Meditation versus Japa

Radhanath Swami speaks in “A Journey Home” about meditating next to the Ganges and in the Himalayas. I can only fathom that he meditated for hours on end, and I wonder how he did it. Did he enter samadhi? What did he experience during his meditations? This was before he was introduced to Srila Prabhupada and Krishna consciousness where meditations equals japa. But there isn’t really any speak about the experiences that japa gives or should give. What levels there are in Japa? Should we loose track of time, and what happens during it? On what level does time disappear?

In “Autobiography of a Yogi”, Yogananda Swami is into Kriya yoga and speaks about meditating. He tells about his experiences a little bit, but again I don’t understand what he experiences when meditating for hours. He talks a lot about having special powers like levitation etc. When Gaudiya Vaishnavas speak about powers is just in a bi-sentence with the warning that this is just material powers and does nothing towards attaining our goal.

But isn’t these experiences that people have doing kriya yoga also a part of japa, or are we talking a different process where we don’t have the same experiences? Shouldn’t doing japa award us these same powers that other yoga practitioners experience?

I’ve been craving silence lately. Not outward silence, but inwardly. The mind is like this chatty friend that hasn’t understood to let things go. It keeps on talking about the same subjects for millions of times, and after listening to it for hours you get tired. It’s no use in getting irritated or angry at this friend, because it’s all he knows. It’s old patterns and he hasn’t learned the new ones yet, but after hours on end, I just want silence. I need a break from this chattyness because I get exhausted.

So I meditate a bit in silence and begin to wonder why silence and solitude isn’t mentioned anywhere in our process. Japa seems to be a bit on the opposite side considering I chant orally 98% of the time. There isn’t much information about what should happen during japa even. The only message we get is that it’s important to chant attentively and avoid committing offences, but that’s not really instructive.

How does meditation in silence for hours and japa coincide?

I’ve read pages on pages on the struggles of Japa, but not on what happens when you don’t struggle. Where’s the book “The Science of Japa”? I would like to skip the whole chapters on struggles and offences, and get right to the good stuff.

One thought on “Meditation versus Japa

  1. One thing we’re meant to experience is the hearing of each syllable of each mantra for the whole japa session. In my 9 years of chanting I have only once (one round that is) been able to hear each mantra. That happened April 23 last year. I didn’t hear every syllable, but I never zoned out for a whole mantra.
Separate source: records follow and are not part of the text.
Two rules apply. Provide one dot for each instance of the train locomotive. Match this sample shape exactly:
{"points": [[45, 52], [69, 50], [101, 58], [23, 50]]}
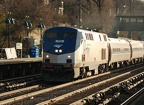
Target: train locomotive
{"points": [[71, 53]]}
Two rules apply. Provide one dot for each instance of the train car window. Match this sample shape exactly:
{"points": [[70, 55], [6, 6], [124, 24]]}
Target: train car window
{"points": [[100, 37], [133, 19], [69, 35], [52, 35], [139, 19]]}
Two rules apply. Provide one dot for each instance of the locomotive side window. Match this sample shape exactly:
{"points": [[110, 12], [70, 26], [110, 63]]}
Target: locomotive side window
{"points": [[105, 38], [103, 53], [52, 35], [89, 36]]}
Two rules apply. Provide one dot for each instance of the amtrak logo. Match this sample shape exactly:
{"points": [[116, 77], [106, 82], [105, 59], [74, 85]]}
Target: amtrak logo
{"points": [[58, 45]]}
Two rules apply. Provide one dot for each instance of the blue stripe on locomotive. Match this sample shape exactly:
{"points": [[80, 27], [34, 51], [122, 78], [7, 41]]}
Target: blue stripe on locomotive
{"points": [[66, 44]]}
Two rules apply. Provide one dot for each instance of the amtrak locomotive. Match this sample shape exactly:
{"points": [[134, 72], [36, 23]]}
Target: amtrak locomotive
{"points": [[70, 53]]}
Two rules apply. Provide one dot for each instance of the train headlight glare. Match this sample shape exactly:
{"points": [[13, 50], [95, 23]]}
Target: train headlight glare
{"points": [[69, 56], [60, 50], [47, 56], [56, 50]]}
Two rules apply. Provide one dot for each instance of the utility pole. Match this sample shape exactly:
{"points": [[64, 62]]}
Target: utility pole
{"points": [[8, 22], [80, 15], [27, 24], [41, 26]]}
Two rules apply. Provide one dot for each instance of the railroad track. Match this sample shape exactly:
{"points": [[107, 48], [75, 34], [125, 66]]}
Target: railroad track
{"points": [[20, 82], [77, 90]]}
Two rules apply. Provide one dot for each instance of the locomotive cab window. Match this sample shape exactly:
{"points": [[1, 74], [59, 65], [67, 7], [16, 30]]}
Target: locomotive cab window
{"points": [[69, 35], [52, 35]]}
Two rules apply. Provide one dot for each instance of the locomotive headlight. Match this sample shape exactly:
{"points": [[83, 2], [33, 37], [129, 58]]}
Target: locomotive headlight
{"points": [[69, 56], [56, 50], [60, 50], [47, 56]]}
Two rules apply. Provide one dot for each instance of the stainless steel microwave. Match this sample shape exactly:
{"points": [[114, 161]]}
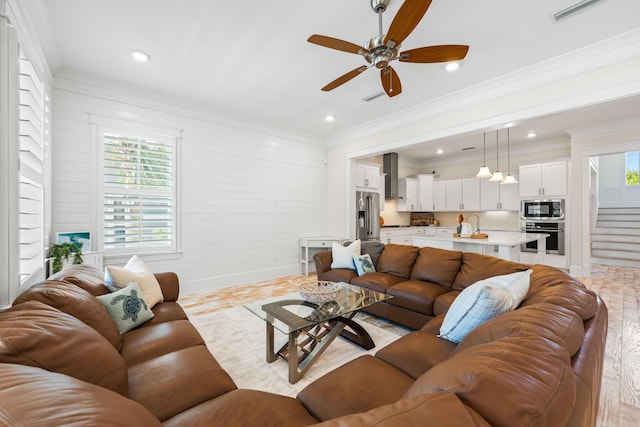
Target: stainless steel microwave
{"points": [[542, 210]]}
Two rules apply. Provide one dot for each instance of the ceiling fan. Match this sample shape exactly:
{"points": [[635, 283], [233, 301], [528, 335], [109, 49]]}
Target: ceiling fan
{"points": [[384, 48]]}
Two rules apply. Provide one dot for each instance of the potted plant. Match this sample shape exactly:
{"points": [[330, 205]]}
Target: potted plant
{"points": [[60, 252]]}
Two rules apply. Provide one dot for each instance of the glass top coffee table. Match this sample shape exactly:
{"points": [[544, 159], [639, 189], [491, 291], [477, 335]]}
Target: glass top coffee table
{"points": [[311, 327]]}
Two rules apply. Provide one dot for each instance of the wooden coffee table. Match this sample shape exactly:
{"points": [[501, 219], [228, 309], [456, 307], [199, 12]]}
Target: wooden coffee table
{"points": [[311, 327]]}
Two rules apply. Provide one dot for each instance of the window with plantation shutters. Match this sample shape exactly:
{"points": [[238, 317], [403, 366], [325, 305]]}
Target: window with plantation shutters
{"points": [[139, 212], [33, 112]]}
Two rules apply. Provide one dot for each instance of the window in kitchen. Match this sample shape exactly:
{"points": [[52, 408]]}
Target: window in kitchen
{"points": [[632, 167], [139, 208]]}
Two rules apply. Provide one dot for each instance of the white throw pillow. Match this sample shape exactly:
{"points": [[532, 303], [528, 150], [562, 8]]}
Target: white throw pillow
{"points": [[342, 256], [135, 270], [476, 304]]}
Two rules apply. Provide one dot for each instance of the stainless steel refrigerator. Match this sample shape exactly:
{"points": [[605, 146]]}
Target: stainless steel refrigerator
{"points": [[367, 216]]}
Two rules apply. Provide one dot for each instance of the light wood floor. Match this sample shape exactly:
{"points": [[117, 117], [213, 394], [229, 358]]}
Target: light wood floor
{"points": [[619, 287]]}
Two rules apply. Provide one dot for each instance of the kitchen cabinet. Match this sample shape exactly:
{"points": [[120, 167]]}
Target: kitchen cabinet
{"points": [[495, 196], [367, 177], [463, 194], [440, 196], [543, 179], [407, 194], [425, 192]]}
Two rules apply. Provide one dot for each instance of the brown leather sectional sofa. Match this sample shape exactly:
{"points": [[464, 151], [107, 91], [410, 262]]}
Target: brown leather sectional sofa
{"points": [[63, 362]]}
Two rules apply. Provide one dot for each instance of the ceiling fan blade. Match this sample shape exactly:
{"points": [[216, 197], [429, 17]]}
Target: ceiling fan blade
{"points": [[337, 44], [441, 53], [390, 81], [407, 18], [344, 78]]}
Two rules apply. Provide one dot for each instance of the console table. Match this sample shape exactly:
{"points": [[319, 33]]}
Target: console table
{"points": [[310, 245]]}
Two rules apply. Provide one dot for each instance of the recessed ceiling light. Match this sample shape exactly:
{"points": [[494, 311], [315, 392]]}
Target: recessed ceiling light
{"points": [[140, 56], [452, 66]]}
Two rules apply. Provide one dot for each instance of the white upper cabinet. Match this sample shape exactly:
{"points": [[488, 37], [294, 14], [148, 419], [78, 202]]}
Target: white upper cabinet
{"points": [[463, 194], [407, 195], [425, 192], [440, 196], [367, 177], [543, 179], [496, 196]]}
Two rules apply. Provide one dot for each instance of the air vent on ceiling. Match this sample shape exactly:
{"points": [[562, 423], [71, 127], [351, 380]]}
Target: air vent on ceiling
{"points": [[565, 13], [372, 96]]}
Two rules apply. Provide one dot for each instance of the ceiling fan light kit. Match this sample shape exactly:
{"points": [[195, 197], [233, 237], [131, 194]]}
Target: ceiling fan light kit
{"points": [[382, 49]]}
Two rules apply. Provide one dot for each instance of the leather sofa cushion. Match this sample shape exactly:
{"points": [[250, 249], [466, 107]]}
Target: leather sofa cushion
{"points": [[78, 303], [553, 322], [477, 267], [177, 381], [378, 282], [441, 409], [33, 397], [416, 353], [165, 312], [85, 276], [549, 285], [415, 295], [143, 344], [35, 334], [244, 407], [438, 266], [357, 386], [397, 260], [514, 381], [443, 302]]}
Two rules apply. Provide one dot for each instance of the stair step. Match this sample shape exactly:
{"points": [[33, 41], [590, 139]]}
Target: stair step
{"points": [[616, 231], [607, 211], [624, 255], [617, 246], [619, 217], [617, 224], [615, 238]]}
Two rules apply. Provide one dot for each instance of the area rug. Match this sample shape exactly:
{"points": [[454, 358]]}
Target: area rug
{"points": [[236, 338]]}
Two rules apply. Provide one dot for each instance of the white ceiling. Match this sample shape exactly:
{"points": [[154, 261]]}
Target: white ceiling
{"points": [[251, 59]]}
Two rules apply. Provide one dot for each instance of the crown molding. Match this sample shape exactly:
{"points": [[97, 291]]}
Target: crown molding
{"points": [[607, 52]]}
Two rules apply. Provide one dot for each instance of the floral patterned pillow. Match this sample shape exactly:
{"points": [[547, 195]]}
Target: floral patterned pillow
{"points": [[363, 264]]}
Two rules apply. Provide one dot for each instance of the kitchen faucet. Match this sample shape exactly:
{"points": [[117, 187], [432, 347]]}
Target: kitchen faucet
{"points": [[477, 221]]}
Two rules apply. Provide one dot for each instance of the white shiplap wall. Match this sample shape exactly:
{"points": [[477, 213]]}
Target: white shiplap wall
{"points": [[248, 192]]}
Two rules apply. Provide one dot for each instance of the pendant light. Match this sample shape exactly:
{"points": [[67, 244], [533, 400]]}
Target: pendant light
{"points": [[484, 171], [509, 179], [497, 175]]}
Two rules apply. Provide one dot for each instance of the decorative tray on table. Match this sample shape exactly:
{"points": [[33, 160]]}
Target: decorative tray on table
{"points": [[472, 236]]}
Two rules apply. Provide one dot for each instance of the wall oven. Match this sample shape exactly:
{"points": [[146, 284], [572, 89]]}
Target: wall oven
{"points": [[555, 241], [542, 210]]}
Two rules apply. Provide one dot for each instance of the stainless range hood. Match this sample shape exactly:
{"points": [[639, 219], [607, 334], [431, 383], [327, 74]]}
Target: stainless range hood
{"points": [[390, 169]]}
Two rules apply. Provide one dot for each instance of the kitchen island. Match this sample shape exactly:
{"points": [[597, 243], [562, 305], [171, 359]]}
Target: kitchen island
{"points": [[503, 244]]}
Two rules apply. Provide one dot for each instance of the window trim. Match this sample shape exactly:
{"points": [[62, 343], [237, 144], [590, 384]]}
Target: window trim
{"points": [[100, 126]]}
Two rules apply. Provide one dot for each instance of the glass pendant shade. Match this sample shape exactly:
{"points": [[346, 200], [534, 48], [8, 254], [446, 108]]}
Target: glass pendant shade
{"points": [[484, 171]]}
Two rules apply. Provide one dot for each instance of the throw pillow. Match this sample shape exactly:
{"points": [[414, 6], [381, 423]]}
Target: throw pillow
{"points": [[363, 264], [342, 256], [517, 284], [127, 307], [135, 270], [475, 304]]}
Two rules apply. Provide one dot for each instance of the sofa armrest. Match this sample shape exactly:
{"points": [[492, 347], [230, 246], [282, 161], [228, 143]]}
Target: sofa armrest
{"points": [[170, 285], [323, 262]]}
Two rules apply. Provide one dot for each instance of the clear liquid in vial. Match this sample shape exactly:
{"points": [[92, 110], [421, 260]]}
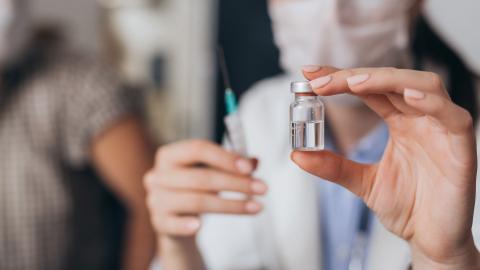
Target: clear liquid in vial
{"points": [[307, 136]]}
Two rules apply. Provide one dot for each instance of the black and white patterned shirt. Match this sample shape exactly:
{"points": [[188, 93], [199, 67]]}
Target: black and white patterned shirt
{"points": [[46, 131]]}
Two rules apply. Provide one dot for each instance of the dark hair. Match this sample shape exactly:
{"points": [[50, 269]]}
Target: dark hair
{"points": [[427, 45]]}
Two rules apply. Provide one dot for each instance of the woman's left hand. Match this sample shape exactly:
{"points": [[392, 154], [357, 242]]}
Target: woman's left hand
{"points": [[423, 188]]}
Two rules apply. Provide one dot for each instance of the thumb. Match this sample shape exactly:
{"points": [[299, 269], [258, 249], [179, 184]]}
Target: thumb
{"points": [[356, 177]]}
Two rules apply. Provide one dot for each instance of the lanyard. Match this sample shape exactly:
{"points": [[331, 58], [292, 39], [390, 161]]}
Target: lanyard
{"points": [[359, 247]]}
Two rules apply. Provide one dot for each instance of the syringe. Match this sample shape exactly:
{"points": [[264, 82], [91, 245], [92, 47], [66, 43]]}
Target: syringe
{"points": [[235, 135]]}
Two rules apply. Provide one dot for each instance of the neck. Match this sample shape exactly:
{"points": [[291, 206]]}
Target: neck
{"points": [[349, 124]]}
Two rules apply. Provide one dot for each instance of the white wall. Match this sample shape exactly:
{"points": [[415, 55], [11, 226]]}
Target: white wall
{"points": [[79, 16]]}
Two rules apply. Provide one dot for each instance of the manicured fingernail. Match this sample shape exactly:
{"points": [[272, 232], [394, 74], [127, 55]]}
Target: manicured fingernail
{"points": [[311, 68], [253, 207], [357, 79], [192, 225], [320, 82], [413, 94], [258, 187], [244, 166]]}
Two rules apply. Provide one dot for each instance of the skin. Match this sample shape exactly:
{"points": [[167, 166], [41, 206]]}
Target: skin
{"points": [[429, 165], [414, 162], [184, 184], [122, 155], [421, 183]]}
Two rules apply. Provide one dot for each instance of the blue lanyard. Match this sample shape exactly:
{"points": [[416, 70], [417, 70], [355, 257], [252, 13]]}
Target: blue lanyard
{"points": [[359, 248]]}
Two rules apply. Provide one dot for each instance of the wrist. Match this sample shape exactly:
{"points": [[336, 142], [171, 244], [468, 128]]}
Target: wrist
{"points": [[465, 258]]}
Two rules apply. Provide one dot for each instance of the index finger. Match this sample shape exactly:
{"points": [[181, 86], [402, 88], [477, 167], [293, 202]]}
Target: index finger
{"points": [[377, 81], [202, 152], [311, 72]]}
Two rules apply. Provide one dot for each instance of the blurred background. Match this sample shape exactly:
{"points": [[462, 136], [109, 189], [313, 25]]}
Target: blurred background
{"points": [[168, 48]]}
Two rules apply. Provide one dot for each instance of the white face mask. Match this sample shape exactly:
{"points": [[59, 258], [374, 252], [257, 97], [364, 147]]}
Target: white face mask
{"points": [[341, 33]]}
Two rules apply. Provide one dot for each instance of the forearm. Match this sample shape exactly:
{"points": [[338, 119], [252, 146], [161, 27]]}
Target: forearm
{"points": [[139, 243], [467, 259], [180, 254]]}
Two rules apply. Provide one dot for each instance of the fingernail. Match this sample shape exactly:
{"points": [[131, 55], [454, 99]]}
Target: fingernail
{"points": [[357, 79], [258, 187], [320, 82], [253, 207], [311, 68], [244, 166], [193, 225], [413, 94]]}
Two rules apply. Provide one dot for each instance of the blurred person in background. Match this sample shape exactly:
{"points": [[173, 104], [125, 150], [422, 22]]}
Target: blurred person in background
{"points": [[419, 193], [73, 157]]}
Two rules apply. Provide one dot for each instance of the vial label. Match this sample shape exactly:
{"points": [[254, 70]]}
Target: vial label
{"points": [[307, 136]]}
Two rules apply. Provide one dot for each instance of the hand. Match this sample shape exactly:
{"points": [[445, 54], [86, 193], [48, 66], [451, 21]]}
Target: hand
{"points": [[186, 182], [423, 188]]}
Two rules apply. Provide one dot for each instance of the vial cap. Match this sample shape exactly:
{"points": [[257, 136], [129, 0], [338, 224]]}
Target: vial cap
{"points": [[301, 87]]}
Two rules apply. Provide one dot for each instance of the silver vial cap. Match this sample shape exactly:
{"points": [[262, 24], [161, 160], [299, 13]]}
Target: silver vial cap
{"points": [[301, 87]]}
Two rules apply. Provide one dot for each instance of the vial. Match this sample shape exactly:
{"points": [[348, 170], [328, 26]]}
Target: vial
{"points": [[306, 118]]}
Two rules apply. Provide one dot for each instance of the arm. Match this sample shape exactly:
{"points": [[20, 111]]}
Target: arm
{"points": [[423, 188], [122, 155]]}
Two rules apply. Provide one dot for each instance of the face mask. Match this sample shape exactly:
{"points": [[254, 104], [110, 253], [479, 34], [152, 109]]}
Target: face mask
{"points": [[341, 33]]}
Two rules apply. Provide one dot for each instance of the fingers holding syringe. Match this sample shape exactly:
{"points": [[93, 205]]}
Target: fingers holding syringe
{"points": [[176, 213], [201, 152], [204, 180]]}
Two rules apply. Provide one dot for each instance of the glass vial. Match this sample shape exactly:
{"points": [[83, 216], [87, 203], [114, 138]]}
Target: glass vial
{"points": [[306, 119]]}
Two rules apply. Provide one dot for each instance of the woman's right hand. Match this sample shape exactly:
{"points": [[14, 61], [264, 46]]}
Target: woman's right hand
{"points": [[187, 180]]}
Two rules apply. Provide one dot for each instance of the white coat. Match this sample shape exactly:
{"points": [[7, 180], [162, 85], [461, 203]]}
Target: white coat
{"points": [[286, 235]]}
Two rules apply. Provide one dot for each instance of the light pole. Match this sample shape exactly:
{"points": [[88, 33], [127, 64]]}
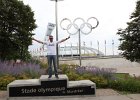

    If you manage to become fixed in hearing every syllable in all of your chanting you will start to perceive the form of Krishna.

    It’s ok if that doesn’t happen, as long as that’s what you’re going for. It helps me to remember that I’m not reaching out to Krishna, not taking the initiative. I’m responding to his outreach. I actually talking to someone, not just doing some personal gymnastics. His love is like a message in a bottle, found here in the material ocean, and we respond.

    I heard something nice from Siddhasvarupananda, that people approach God realization like climbing a mountain. But this mountain is dancing!